To test performance we first ran some read and write tests from the Xbox 360's hard drive, in this case a 20GB drive from an original Xbox 360 Premium. Our test file(s) was the 835MB install of Shadow Complex, an XBLA game we heartily recommend trying if you haven't already.
In the read test, like in the small files read test on the PC, speeds are broadly similar. Corsair still holds the advantage, but it's so slender as to be rendered insignificant.
Looking at the write speeds, however, shows a very different story. Again the Corsair is the fastest, closely followed by the SanDisk drive, but Kingston's DataTraveler 200 is noticeably slower than both and Verbatim's drive is…well…very slow.
Next we switch to some "real-world" tests. First: installing Alan Wake from the disk. Here we've added the Xbox 360 hard drive for comparison and it’s the winner, but the real surprise is that the SanDisk is marginally faster than the Corsair. Six seconds in ten minutes doesn't constitute much of a difference, though. Three minutes after the front-runners is the Kingston drive, while Verbatim's shocking write speeds results in a long 23 minute wait.

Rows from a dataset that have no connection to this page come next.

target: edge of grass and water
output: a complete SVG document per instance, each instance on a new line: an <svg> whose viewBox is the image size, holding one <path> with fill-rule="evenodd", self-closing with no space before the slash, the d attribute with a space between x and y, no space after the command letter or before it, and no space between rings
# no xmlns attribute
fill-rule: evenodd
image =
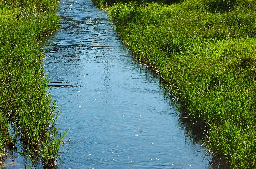
<svg viewBox="0 0 256 169"><path fill-rule="evenodd" d="M159 74L213 156L256 164L256 2L92 0L119 38ZM206 132L205 132L206 131Z"/></svg>
<svg viewBox="0 0 256 169"><path fill-rule="evenodd" d="M40 44L57 28L58 2L0 1L0 166L17 147L30 159L25 168L56 163L67 131L55 126L59 113L48 90Z"/></svg>

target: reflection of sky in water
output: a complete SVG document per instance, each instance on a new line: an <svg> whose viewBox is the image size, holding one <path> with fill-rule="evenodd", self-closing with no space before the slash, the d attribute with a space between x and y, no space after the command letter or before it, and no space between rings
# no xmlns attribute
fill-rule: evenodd
<svg viewBox="0 0 256 169"><path fill-rule="evenodd" d="M59 14L62 26L44 44L57 125L69 128L60 152L72 148L59 168L211 168L201 139L186 133L156 76L134 64L107 13L77 0L61 1Z"/></svg>

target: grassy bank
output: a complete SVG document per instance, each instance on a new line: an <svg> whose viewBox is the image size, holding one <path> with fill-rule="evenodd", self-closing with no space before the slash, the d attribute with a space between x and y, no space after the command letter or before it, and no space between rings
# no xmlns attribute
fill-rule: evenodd
<svg viewBox="0 0 256 169"><path fill-rule="evenodd" d="M255 168L255 1L93 1L179 98L183 116L208 131L212 153L231 167Z"/></svg>
<svg viewBox="0 0 256 169"><path fill-rule="evenodd" d="M39 45L53 32L56 0L0 1L0 161L6 152L27 155L32 166L56 163L63 138L48 91ZM57 136L59 138L57 138Z"/></svg>

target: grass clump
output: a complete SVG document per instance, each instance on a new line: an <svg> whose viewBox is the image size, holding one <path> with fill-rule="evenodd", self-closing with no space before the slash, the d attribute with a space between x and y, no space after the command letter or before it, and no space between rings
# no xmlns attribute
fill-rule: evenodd
<svg viewBox="0 0 256 169"><path fill-rule="evenodd" d="M103 2L120 39L160 75L182 116L208 131L212 153L255 168L255 1Z"/></svg>
<svg viewBox="0 0 256 169"><path fill-rule="evenodd" d="M58 114L48 91L39 43L57 29L55 0L0 1L0 161L7 149L45 168L56 163ZM9 148L8 148L9 147ZM32 157L33 158L32 158Z"/></svg>

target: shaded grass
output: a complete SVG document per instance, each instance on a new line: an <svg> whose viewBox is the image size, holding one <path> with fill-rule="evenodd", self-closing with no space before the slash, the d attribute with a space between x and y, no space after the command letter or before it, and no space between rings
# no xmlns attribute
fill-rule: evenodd
<svg viewBox="0 0 256 169"><path fill-rule="evenodd" d="M58 2L0 1L0 152L3 154L8 147L15 150L20 141L20 153L36 157L32 163L39 159L46 168L56 163L66 133L56 137L59 115L54 112L39 45L57 29Z"/></svg>
<svg viewBox="0 0 256 169"><path fill-rule="evenodd" d="M98 6L179 98L183 116L208 131L209 149L231 167L255 168L255 1L111 2Z"/></svg>

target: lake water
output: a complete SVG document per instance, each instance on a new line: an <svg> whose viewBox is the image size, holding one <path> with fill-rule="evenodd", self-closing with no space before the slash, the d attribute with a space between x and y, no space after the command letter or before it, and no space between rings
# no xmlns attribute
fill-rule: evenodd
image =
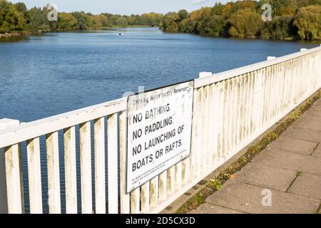
<svg viewBox="0 0 321 228"><path fill-rule="evenodd" d="M310 48L319 43L213 38L158 28L0 39L0 118L23 122Z"/></svg>
<svg viewBox="0 0 321 228"><path fill-rule="evenodd" d="M218 73L264 61L268 56L281 56L298 51L300 48L320 45L213 38L164 33L158 28L122 29L124 36L116 36L118 32L57 33L0 38L0 118L31 121L118 98L126 92L136 92L138 86L146 89L163 86L195 78L201 71ZM76 130L78 145L78 128ZM62 132L59 131L63 212L62 138ZM44 212L48 212L44 137L41 137L40 142ZM21 144L21 151L28 212L25 142ZM76 155L77 187L80 190L78 146ZM93 172L92 175L93 177ZM106 179L106 185L107 182ZM78 199L80 212L80 191Z"/></svg>

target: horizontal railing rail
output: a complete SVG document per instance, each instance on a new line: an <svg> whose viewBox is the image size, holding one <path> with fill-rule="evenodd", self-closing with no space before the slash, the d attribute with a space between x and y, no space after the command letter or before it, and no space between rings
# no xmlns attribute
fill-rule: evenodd
<svg viewBox="0 0 321 228"><path fill-rule="evenodd" d="M190 156L128 195L126 98L0 121L0 212L160 212L320 86L321 47L195 79Z"/></svg>

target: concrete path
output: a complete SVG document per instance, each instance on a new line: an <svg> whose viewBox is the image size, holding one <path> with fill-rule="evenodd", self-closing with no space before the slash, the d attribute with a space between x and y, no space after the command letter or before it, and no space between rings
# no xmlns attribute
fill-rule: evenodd
<svg viewBox="0 0 321 228"><path fill-rule="evenodd" d="M321 100L191 214L321 213Z"/></svg>

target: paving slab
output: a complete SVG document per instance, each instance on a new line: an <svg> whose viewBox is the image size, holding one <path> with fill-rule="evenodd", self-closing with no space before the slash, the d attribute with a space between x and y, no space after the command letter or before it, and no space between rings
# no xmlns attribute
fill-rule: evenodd
<svg viewBox="0 0 321 228"><path fill-rule="evenodd" d="M311 108L311 109L308 110L307 111L306 111L305 113L305 115L321 116L321 112L317 110Z"/></svg>
<svg viewBox="0 0 321 228"><path fill-rule="evenodd" d="M320 200L271 190L271 206L263 206L264 188L234 182L206 199L206 202L253 214L314 214ZM263 200L264 201L264 200Z"/></svg>
<svg viewBox="0 0 321 228"><path fill-rule="evenodd" d="M292 124L294 128L302 129L312 129L320 132L321 134L321 117L307 115L304 119L295 121Z"/></svg>
<svg viewBox="0 0 321 228"><path fill-rule="evenodd" d="M320 132L312 129L302 129L291 126L281 135L300 140L321 142Z"/></svg>
<svg viewBox="0 0 321 228"><path fill-rule="evenodd" d="M291 143L289 143L291 142ZM310 155L315 149L318 142L312 142L300 140L292 139L286 137L280 137L270 143L268 149L282 149L297 154Z"/></svg>
<svg viewBox="0 0 321 228"><path fill-rule="evenodd" d="M321 175L321 158L271 150L254 157L253 162L269 165L280 168Z"/></svg>
<svg viewBox="0 0 321 228"><path fill-rule="evenodd" d="M321 200L321 176L302 173L293 182L289 192Z"/></svg>
<svg viewBox="0 0 321 228"><path fill-rule="evenodd" d="M203 204L197 209L189 212L188 214L245 214L244 212L236 211L232 209L218 207L210 204Z"/></svg>
<svg viewBox="0 0 321 228"><path fill-rule="evenodd" d="M315 149L315 152L312 154L312 156L318 157L321 158L321 143Z"/></svg>
<svg viewBox="0 0 321 228"><path fill-rule="evenodd" d="M270 165L251 162L237 174L237 180L271 190L286 192L297 172Z"/></svg>

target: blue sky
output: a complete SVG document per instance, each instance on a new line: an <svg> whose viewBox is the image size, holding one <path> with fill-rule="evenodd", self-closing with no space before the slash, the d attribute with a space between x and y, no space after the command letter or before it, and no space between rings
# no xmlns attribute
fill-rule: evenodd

Our final test comes in booting Alan Wake, which is arguably the most important test of performance where the Xbox is concerned. Here we can add one further comparison by running the game from the DVD alone.
As expected the DVD is the slowest, followed by the hard drive. All the flash drives perform in the 24-25 second range, with even the Verbatim being within a second of the supposedly much faster Corsair drive. This confirms what we suspected at the start and what we've seen throughout our testing: where read speeds are concerned, any advantage the Corsair drive has in performance on a PC is largely negated when used on an Xbox 360.

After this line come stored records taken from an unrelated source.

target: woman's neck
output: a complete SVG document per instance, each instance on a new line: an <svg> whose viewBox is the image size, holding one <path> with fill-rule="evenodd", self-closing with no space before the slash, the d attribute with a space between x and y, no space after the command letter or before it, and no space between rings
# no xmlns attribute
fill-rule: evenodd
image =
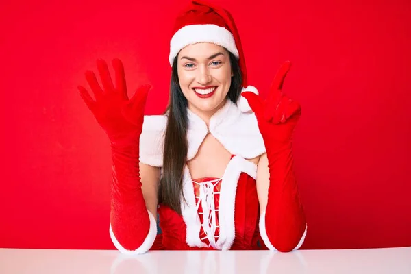
<svg viewBox="0 0 411 274"><path fill-rule="evenodd" d="M204 111L203 110L200 110L197 108L195 108L192 105L190 105L190 104L188 104L188 109L195 114L196 114L197 116L198 116L199 117L200 117L201 119L201 120L203 120L204 122L206 122L206 124L207 125L207 127L208 127L209 124L210 124L210 120L211 119L211 117L221 108L223 108L225 105L225 103L227 103L227 99L225 99L224 101L223 101L221 102L221 103L220 103L220 105L219 105L216 108L212 110L208 110L208 111Z"/></svg>

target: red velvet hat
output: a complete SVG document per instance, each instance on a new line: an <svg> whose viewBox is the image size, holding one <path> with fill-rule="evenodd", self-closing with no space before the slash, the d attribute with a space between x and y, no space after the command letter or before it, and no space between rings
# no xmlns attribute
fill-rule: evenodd
<svg viewBox="0 0 411 274"><path fill-rule="evenodd" d="M241 40L231 14L223 8L195 0L177 17L170 41L170 64L173 65L174 58L185 47L204 42L219 45L233 53L238 58L241 70L242 91L247 90L258 93L256 88L247 86ZM245 88L246 86L247 88ZM249 110L247 100L241 101L239 107L242 110Z"/></svg>

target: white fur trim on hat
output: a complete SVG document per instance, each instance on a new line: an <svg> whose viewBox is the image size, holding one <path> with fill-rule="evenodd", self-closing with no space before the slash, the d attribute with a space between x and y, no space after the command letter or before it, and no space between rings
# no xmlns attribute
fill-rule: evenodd
<svg viewBox="0 0 411 274"><path fill-rule="evenodd" d="M257 90L257 88L253 86L249 86L247 88L242 88L241 90L241 93L246 91L251 91L251 92L258 95L258 90ZM242 96L240 96L240 98L238 98L238 101L237 101L237 106L242 112L247 112L251 110L251 108L250 107L250 105L249 105L247 99L244 98Z"/></svg>
<svg viewBox="0 0 411 274"><path fill-rule="evenodd" d="M179 29L170 42L169 61L173 65L179 51L188 45L202 42L212 42L224 47L238 58L238 51L233 34L227 29L216 25L189 25Z"/></svg>

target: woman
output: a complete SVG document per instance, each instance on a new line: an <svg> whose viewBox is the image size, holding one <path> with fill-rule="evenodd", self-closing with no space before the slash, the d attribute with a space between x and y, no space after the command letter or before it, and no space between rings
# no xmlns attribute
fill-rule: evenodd
<svg viewBox="0 0 411 274"><path fill-rule="evenodd" d="M128 99L119 60L112 62L115 86L103 60L103 88L86 72L95 101L79 87L110 140L113 243L125 253L299 248L306 223L291 136L301 108L281 91L290 63L263 102L247 86L232 16L200 1L178 16L170 45L164 115L143 114L149 86Z"/></svg>

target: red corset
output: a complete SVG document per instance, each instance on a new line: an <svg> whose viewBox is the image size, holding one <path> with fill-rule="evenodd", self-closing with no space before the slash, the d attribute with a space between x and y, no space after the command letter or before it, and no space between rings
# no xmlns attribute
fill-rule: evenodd
<svg viewBox="0 0 411 274"><path fill-rule="evenodd" d="M192 184L195 204L202 225L199 238L208 247L189 246L186 242L187 227L182 216L168 206L160 204L158 211L162 233L158 235L151 250L216 249L214 242L218 240L220 232L217 214L220 205L219 192L221 185L224 182L208 177L194 179ZM241 173L236 189L233 191L236 192L234 212L235 238L230 249L266 249L258 229L260 207L256 180L248 174ZM208 210L208 212L204 212L203 209ZM212 240L213 238L214 241ZM258 245L258 241L262 247Z"/></svg>

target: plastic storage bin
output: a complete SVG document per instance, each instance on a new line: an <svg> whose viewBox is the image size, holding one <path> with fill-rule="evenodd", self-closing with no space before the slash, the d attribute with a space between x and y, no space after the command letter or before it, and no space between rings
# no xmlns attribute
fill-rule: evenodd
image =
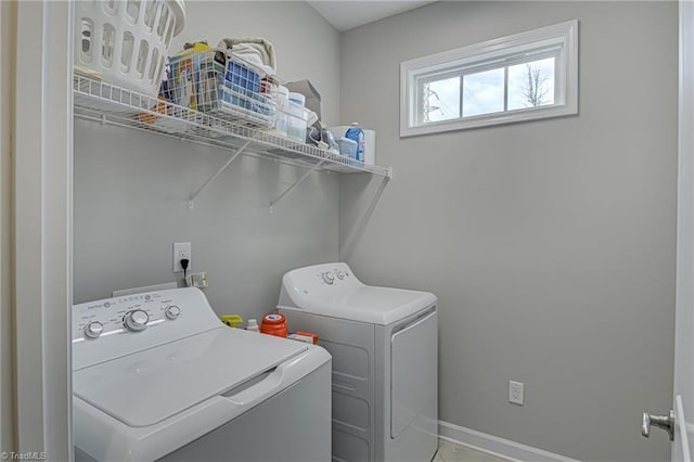
<svg viewBox="0 0 694 462"><path fill-rule="evenodd" d="M244 125L274 125L274 102L260 93L259 73L226 50L170 59L166 99L191 110Z"/></svg>
<svg viewBox="0 0 694 462"><path fill-rule="evenodd" d="M171 40L185 23L182 0L76 1L75 20L76 68L157 95Z"/></svg>
<svg viewBox="0 0 694 462"><path fill-rule="evenodd" d="M306 142L306 129L308 128L308 111L294 101L288 102L286 114L286 136L299 143Z"/></svg>

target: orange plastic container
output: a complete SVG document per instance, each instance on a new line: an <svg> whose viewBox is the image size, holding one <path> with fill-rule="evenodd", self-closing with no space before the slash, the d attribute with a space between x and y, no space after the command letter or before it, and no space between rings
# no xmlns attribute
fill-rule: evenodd
<svg viewBox="0 0 694 462"><path fill-rule="evenodd" d="M264 316L260 323L260 332L286 338L286 319L284 315L273 312Z"/></svg>

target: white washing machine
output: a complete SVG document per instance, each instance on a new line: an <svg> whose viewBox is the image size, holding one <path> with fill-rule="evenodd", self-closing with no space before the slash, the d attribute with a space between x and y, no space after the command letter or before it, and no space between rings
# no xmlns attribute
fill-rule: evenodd
<svg viewBox="0 0 694 462"><path fill-rule="evenodd" d="M333 461L429 461L438 447L437 298L362 284L346 264L284 274L278 308L333 356Z"/></svg>
<svg viewBox="0 0 694 462"><path fill-rule="evenodd" d="M73 307L76 460L326 461L331 357L230 329L197 288Z"/></svg>

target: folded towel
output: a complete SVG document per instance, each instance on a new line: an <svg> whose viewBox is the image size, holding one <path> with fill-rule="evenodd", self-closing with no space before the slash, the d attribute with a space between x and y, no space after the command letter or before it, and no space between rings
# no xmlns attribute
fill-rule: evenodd
<svg viewBox="0 0 694 462"><path fill-rule="evenodd" d="M230 50L231 54L258 66L268 75L277 73L274 47L261 37L226 38L217 47Z"/></svg>

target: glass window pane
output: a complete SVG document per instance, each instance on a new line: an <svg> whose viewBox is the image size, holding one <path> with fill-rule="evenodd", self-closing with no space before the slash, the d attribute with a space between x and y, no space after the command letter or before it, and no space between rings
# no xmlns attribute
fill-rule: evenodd
<svg viewBox="0 0 694 462"><path fill-rule="evenodd" d="M503 111L503 67L463 77L463 117Z"/></svg>
<svg viewBox="0 0 694 462"><path fill-rule="evenodd" d="M554 57L509 66L509 111L554 104Z"/></svg>
<svg viewBox="0 0 694 462"><path fill-rule="evenodd" d="M423 123L460 117L460 77L426 82L423 91Z"/></svg>

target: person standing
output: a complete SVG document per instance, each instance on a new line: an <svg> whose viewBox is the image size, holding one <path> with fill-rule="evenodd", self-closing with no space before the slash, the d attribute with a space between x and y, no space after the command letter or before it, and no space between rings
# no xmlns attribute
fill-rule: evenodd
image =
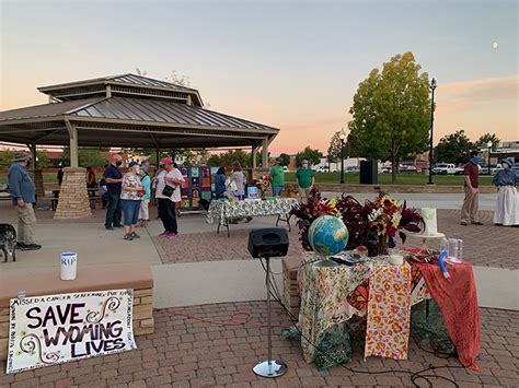
<svg viewBox="0 0 519 388"><path fill-rule="evenodd" d="M215 196L217 199L226 196L226 167L218 168L215 175Z"/></svg>
<svg viewBox="0 0 519 388"><path fill-rule="evenodd" d="M149 164L149 163L148 163ZM145 196L142 197L142 201L140 202L140 210L139 210L139 225L140 227L146 227L148 221L150 221L150 212L149 212L149 204L151 198L151 179L148 175L148 166L142 163L139 169L140 176L140 184L145 190Z"/></svg>
<svg viewBox="0 0 519 388"><path fill-rule="evenodd" d="M123 212L120 203L123 174L119 172L122 165L123 157L120 157L119 154L114 154L104 171L104 180L108 189L108 205L106 208L106 219L104 222L106 231L113 231L114 227L123 227L120 224L120 214Z"/></svg>
<svg viewBox="0 0 519 388"><path fill-rule="evenodd" d="M298 183L299 203L308 204L310 190L315 183L315 172L310 168L307 160L302 161L301 168L298 168L296 180Z"/></svg>
<svg viewBox="0 0 519 388"><path fill-rule="evenodd" d="M463 207L461 208L461 225L483 225L480 222L478 207L480 207L480 161L478 151L471 152L471 160L464 166L464 188L465 198Z"/></svg>
<svg viewBox="0 0 519 388"><path fill-rule="evenodd" d="M238 161L232 164L231 181L237 185L235 196L238 200L243 201L245 198L245 175L243 174L242 165Z"/></svg>
<svg viewBox="0 0 519 388"><path fill-rule="evenodd" d="M516 186L519 185L519 178L511 169L511 160L503 158L501 166L503 169L499 169L492 179L492 183L499 190L494 223L496 225L519 226L519 195L516 189Z"/></svg>
<svg viewBox="0 0 519 388"><path fill-rule="evenodd" d="M36 215L33 203L36 202L36 187L28 176L27 167L31 155L26 152L15 152L8 172L9 189L13 205L18 212L18 244L20 250L36 250L42 248L34 242Z"/></svg>
<svg viewBox="0 0 519 388"><path fill-rule="evenodd" d="M282 169L281 163L282 158L276 157L276 164L270 168L274 197L279 197L285 189L285 171Z"/></svg>
<svg viewBox="0 0 519 388"><path fill-rule="evenodd" d="M120 188L120 204L125 214L126 240L140 238L140 236L135 233L135 226L139 219L140 200L145 195L145 190L140 184L140 177L137 175L138 172L139 164L137 162L130 162L128 165L128 172L123 177Z"/></svg>
<svg viewBox="0 0 519 388"><path fill-rule="evenodd" d="M181 201L181 185L184 183L182 173L173 165L171 157L160 161L162 172L157 176L155 198L159 203L159 217L164 225L161 237L175 237L178 234L176 224L176 203ZM166 195L172 190L171 195Z"/></svg>

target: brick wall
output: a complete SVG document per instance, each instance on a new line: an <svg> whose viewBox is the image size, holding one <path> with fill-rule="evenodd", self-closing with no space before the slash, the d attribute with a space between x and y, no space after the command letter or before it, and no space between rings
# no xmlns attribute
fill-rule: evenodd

This doesn't necessarily mean you should go for any old cheap alternative since - as we've seen with the Verbatim drive - write speeds can be a major issue. This might seem a minor problem if you're only installing games occasionally, but it will escalate if you're more active and will also impact performance if you're storing your save games on the drive at the same time.

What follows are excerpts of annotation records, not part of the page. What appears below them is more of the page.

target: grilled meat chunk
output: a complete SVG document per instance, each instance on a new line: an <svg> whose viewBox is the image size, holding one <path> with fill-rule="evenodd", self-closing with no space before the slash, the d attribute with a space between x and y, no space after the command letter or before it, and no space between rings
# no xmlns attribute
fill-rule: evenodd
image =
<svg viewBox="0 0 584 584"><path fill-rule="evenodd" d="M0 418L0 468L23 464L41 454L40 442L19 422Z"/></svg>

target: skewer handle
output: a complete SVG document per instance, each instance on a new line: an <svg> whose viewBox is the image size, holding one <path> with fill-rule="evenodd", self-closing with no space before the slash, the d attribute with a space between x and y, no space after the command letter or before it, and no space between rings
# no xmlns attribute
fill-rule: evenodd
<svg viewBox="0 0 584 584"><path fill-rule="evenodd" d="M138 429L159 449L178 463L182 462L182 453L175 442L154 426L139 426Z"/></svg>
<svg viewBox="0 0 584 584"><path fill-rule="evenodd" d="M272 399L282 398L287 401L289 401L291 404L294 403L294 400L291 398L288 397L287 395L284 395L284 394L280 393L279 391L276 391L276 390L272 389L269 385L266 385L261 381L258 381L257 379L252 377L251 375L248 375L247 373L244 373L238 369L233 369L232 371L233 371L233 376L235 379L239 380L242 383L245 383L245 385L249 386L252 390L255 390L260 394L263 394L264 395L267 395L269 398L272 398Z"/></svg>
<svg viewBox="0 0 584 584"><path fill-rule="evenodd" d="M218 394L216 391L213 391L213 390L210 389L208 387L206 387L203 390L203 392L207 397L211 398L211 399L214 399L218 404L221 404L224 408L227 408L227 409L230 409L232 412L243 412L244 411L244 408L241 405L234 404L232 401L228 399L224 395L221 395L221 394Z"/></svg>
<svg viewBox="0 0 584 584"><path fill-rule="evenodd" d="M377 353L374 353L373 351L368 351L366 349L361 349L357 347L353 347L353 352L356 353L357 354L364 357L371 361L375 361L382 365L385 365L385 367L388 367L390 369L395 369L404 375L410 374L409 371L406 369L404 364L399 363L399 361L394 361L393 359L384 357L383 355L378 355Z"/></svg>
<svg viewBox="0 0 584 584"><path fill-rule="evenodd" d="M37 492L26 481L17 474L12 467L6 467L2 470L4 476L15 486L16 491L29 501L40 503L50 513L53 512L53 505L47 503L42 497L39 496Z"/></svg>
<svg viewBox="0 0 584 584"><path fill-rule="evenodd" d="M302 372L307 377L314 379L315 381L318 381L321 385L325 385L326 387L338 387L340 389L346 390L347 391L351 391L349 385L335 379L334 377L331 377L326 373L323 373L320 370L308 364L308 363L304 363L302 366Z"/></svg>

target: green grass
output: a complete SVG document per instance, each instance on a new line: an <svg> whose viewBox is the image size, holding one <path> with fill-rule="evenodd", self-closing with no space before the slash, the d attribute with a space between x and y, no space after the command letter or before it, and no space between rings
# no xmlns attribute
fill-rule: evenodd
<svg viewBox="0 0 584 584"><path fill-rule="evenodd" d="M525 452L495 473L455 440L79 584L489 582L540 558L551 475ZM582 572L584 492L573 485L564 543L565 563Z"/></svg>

While we commend the Corsair Flash Voyager GTR for its overall performance, which makes it ideal for use with a PC and for general file transfers, it's overkill if you want a drive solely for use with your Xbox 360 (not least because it's too capacious). As such you're better going for a decent, mid-range performance drive that will offer good read speeds and acceptable write speeds. Both the SanDisk Extreme Cruzer Contour and Kingston DataTraveler 200 will do nicely in this instance. The Verbatim Store 'n' Go will do in a pinch if your budget is tight, but the slower write speeds will make installing games a bit slow.